Let me begin by sharing a couple of recent news items which speak to the astounding progress being made in the field of health care.

To begin, if I am in need of surgery sometime within the next few years, it is likely that that surgery will be conducted with the assistance of a robot. Given that these robots are already better than many human surgeons, this suggest I will not only get out of the hospital faster but that I will be in better condition when I do so. Continued advances in robotics will only improve surgical outcomes over the coming years.
Next, say, I am in an accident. There is now a very good chance – due to advances in the Nationwide Health Information Network, personal electronic records and the ever-improving capability of the Internet – that my providers will be able to rapidly access a growing wealth of medical knowledge in order to keep me alive.
Much of this knowledge will likely be genetic in nature and it is not unreasonable to believe – given the extraordinary advances in genomics as well as the possibility that I will within a few years be able to sequence my own genome for less than $1000 dollars - that I will soon be able to avail myself to a growing category of drugs individually tailored to treat me for everything from heart disease and diabetes to a wide variety of cancers.
Assuming then that I dodge some of these pesky middle-age risks, there is a very real chance, according to this article, that I’ll soon be able to “grow replacement body parts.” We can already replace our aging hips and knees, but what happens when I can replace my lungs and, eventually, my heart?
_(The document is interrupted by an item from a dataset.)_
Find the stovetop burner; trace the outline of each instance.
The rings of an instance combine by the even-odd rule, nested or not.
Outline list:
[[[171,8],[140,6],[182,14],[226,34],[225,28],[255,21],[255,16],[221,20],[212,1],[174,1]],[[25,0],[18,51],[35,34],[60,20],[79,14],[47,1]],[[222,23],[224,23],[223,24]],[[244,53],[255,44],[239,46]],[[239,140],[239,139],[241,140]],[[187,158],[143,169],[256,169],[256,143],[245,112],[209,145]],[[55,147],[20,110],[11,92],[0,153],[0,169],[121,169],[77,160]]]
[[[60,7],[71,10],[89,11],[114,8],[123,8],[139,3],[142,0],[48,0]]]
The question is a serious one because society is closer to this future than most people realize.
Alas, these advances – which I remind you are only from the past few days – are just the beginning. I am now 44 years and it is not unreasonable to think, given recent medical progress, that I will live to 100.
But even this is the wrong way to think about this issue. The question I – and all of us, really – need to ask is what further advances will be made in the next 56 years of my life and how might they extend my life past 100 years of age?